Bookshops stock whatever sells. Publishers push titles on them but books won’t stay on the front tables if they’re not moving in considerable numbers. So it got me wondering whether there are two kinds of customer buying these books, one hoping to emulate the corporate giants of the world and one hoping that there will be some kind of world left once the corporations run out of steam.

Or is too much to imagine that the same people who sign contracts to dump industrial waste in the rivers of Mainland China and decimate the forests of Laos to grow rubber, are also up in arms about the stranglehold of third world debt and the madness of the modern dependency on oil.

It’s been a long road from the first Greenpeace hippies trying to save whales and rainforests in the 70’s to the eventual emergence of global awareness about the environment. For the better part of a century, capitalism has wanted to have it’s cake, eat it too and then toss the plastic wrapper in a landfill and let the next generation deal with the consequences. Now that the marketing people have discovered there’s a big dollar in trying to save the world, even the likes of BP, Shell and Wal-mart claim to be in the front line when it comes to looking after our futures. Any notion that these kinds of corporations are responsible for the shit we find ourselves in is still regarded as poorly thought through extremism.

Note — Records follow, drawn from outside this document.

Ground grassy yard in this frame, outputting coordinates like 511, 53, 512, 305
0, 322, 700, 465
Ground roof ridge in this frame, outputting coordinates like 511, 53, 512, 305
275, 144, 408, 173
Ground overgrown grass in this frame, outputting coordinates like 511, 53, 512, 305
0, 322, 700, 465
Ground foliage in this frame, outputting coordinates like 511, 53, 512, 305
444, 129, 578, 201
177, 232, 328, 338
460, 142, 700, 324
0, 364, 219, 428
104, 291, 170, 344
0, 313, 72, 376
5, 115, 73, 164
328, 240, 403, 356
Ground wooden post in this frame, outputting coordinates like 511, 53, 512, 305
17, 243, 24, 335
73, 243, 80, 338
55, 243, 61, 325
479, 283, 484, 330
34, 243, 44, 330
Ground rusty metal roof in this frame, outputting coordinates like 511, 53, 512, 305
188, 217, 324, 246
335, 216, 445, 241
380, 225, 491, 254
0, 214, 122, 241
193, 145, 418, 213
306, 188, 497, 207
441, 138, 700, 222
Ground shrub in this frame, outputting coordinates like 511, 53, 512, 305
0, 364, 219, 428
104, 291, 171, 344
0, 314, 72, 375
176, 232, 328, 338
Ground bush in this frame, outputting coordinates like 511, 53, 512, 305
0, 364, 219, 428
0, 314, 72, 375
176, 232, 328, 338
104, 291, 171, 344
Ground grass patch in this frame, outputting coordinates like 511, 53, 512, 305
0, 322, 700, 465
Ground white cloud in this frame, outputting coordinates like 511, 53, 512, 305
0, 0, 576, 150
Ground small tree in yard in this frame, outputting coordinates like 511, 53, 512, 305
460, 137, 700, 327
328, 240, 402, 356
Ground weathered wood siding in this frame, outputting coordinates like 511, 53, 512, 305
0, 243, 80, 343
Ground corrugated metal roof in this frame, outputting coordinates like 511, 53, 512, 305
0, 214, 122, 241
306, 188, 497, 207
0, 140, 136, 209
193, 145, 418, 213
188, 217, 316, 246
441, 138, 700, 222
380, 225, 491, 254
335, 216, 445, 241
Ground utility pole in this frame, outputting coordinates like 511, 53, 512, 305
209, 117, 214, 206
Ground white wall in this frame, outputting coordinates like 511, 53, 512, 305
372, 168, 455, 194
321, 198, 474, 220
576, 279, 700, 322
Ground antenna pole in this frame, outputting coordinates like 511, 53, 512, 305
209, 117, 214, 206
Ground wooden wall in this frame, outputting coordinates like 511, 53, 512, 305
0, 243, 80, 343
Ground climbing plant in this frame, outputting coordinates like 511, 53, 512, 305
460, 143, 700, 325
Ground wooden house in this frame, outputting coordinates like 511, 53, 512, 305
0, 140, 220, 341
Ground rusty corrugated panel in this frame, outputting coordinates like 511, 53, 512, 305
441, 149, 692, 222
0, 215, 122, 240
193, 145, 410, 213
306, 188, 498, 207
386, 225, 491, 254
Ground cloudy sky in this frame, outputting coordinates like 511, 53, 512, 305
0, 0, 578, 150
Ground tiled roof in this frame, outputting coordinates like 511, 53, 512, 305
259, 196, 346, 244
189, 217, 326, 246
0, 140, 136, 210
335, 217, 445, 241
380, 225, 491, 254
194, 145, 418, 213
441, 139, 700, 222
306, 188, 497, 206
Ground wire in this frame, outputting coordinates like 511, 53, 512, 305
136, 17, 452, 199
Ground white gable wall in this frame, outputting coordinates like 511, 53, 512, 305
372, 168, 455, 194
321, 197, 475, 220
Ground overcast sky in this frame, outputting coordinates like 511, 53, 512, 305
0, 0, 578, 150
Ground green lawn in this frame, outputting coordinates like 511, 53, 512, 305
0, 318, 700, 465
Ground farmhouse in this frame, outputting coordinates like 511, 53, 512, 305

The thing is, the looming energy crisis, world wide water shortages and the chronic inequalities of wealth on this planet aren’t an accident, not a mere blip on the face of centuries of free market economies. They’re direct results of the way society has seen fit to exploit natural resources and poorer people for their own ends. As long as we persist in believing that the price of the products we consume is contained only in the bar code tagged onto it, we fail to recognize the consequences of each product made, sold and consumed. A bag of salad that travels 3000 miles to reach your local supermarket costs far more than the cash it takes to pay for it. Just ask the drought-ridden country whose water was appropriated to grow your rocket leaves.

“Look honey, this one’s all about the people who founded Starbucks – you said you want to be a businessman when you grow up. This one might give you some inspiration.”

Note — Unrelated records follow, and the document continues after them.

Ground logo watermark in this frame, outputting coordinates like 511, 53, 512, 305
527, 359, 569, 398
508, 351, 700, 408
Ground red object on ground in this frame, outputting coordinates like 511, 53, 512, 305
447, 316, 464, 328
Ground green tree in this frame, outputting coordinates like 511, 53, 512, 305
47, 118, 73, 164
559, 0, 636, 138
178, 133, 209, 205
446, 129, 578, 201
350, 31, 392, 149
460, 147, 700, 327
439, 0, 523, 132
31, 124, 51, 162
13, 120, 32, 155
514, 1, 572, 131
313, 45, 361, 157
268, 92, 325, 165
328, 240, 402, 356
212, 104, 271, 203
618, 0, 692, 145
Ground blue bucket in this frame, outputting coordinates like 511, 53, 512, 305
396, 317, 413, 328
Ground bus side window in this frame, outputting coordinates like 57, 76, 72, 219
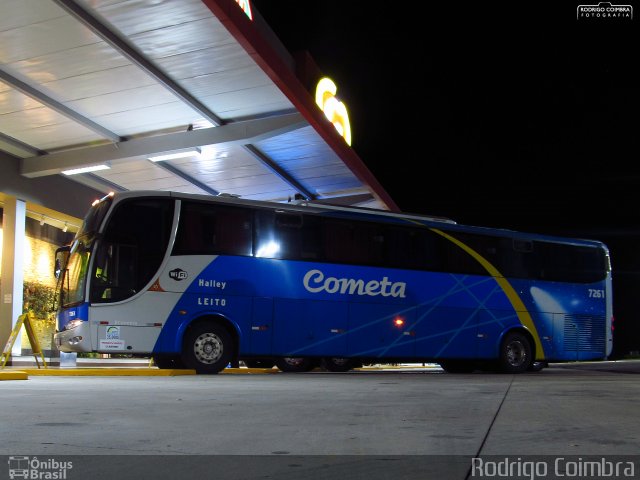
178, 202, 252, 255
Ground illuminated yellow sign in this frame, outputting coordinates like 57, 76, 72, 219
236, 0, 253, 20
316, 77, 351, 145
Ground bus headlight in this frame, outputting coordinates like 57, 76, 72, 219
64, 320, 84, 330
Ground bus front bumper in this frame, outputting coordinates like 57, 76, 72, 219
53, 322, 92, 353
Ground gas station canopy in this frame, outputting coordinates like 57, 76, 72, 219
0, 0, 397, 210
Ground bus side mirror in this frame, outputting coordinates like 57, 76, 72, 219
53, 246, 71, 279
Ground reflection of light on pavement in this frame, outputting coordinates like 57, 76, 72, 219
531, 287, 567, 313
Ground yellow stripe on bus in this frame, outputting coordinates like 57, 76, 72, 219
430, 228, 544, 360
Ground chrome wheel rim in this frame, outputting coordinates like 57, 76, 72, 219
193, 332, 224, 365
507, 340, 527, 367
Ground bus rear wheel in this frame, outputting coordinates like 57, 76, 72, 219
182, 323, 235, 374
499, 332, 533, 373
276, 357, 316, 372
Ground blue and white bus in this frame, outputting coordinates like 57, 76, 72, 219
55, 192, 612, 373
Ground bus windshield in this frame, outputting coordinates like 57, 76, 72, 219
60, 240, 91, 307
58, 195, 113, 307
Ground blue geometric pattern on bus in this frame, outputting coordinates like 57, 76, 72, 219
155, 256, 605, 359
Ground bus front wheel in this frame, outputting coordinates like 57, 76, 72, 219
182, 323, 234, 374
500, 332, 533, 373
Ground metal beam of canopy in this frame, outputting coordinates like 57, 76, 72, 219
53, 0, 224, 126
20, 113, 308, 178
0, 69, 123, 142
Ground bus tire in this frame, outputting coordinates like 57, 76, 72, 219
322, 357, 355, 372
182, 322, 235, 374
276, 357, 316, 372
499, 332, 533, 373
440, 360, 476, 373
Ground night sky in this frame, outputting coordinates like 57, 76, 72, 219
253, 0, 640, 357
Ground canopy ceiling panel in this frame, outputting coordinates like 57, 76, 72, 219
0, 0, 397, 210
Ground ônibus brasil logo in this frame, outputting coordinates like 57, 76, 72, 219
8, 455, 73, 480
169, 268, 189, 282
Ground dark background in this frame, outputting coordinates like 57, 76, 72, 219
253, 0, 640, 358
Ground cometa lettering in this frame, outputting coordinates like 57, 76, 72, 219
303, 270, 407, 298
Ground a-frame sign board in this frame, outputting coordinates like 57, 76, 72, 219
0, 312, 47, 369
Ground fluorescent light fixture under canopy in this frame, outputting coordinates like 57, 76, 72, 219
62, 163, 111, 175
149, 148, 201, 162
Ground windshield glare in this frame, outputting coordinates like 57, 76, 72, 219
61, 241, 91, 306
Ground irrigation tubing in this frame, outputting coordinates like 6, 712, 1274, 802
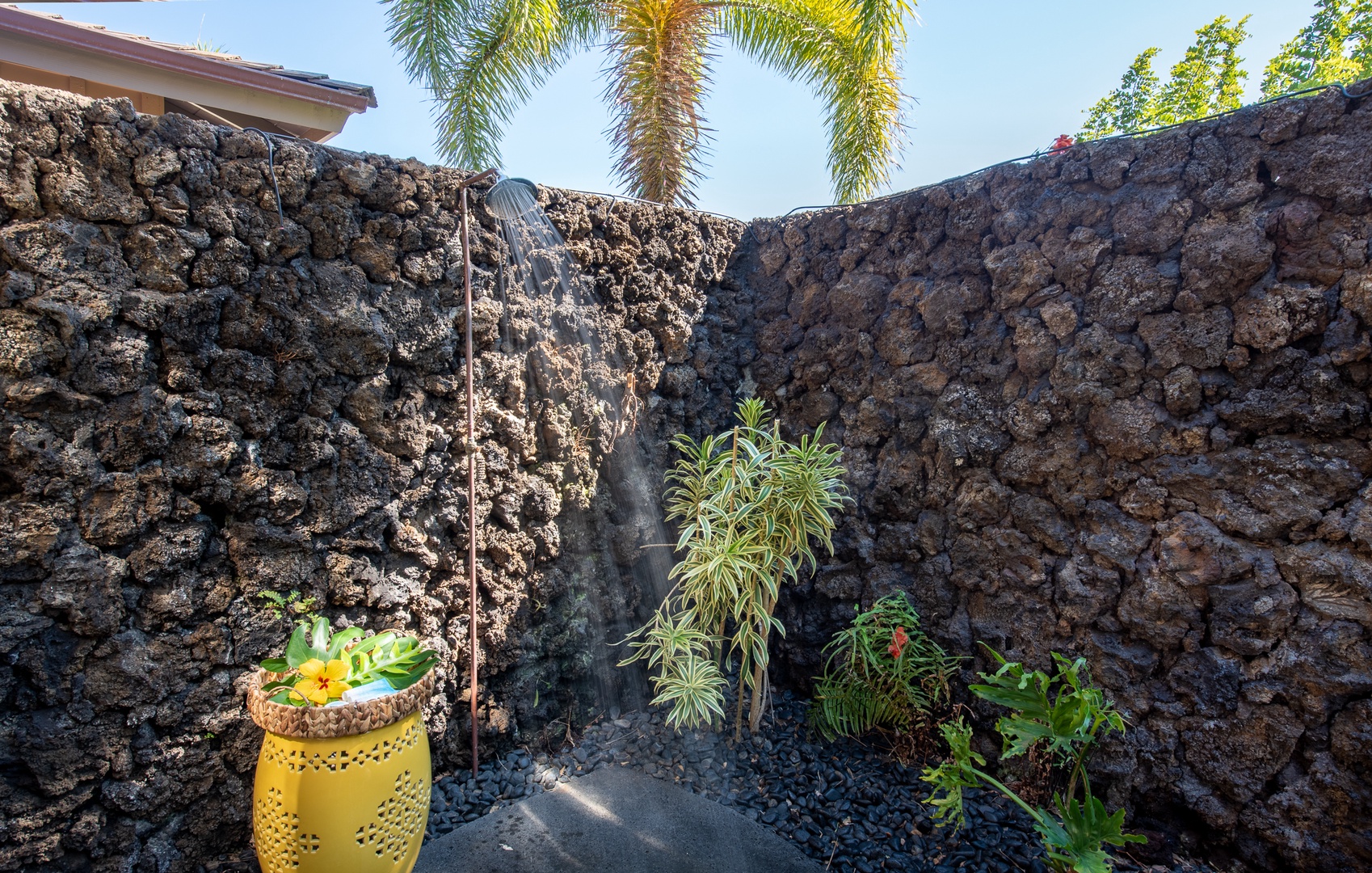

I actually heard a painfully loud Australian mother say that whilst I was reading “A Game as Old as Empire” and learning how third world countries have their arms twisted behind their backs to sign disadvantageous trade agreements. That’s right, let’s inspire the boy. Then once he’s read the book let’s send him to work 15 hours a day on a coffee plantation on Guatemala where all the workers drink Nescafe on their breaks.

Looking around the bookshop, the Dalai Lama’s words were segregated to the Spirituality section, numerous tales of time served on drug sentences in Thai jails lined the South East Asia section and books with flowers and suspenders on the cover made the Chick Lit shelves.

But people struggling to eat and drink in the Third World will never read those books. And if the continents flood from global warming then land itself will become a jail, one that shrinks with each year. Since when did saving the world become a market, a category to line up neatly next to corporate success stories?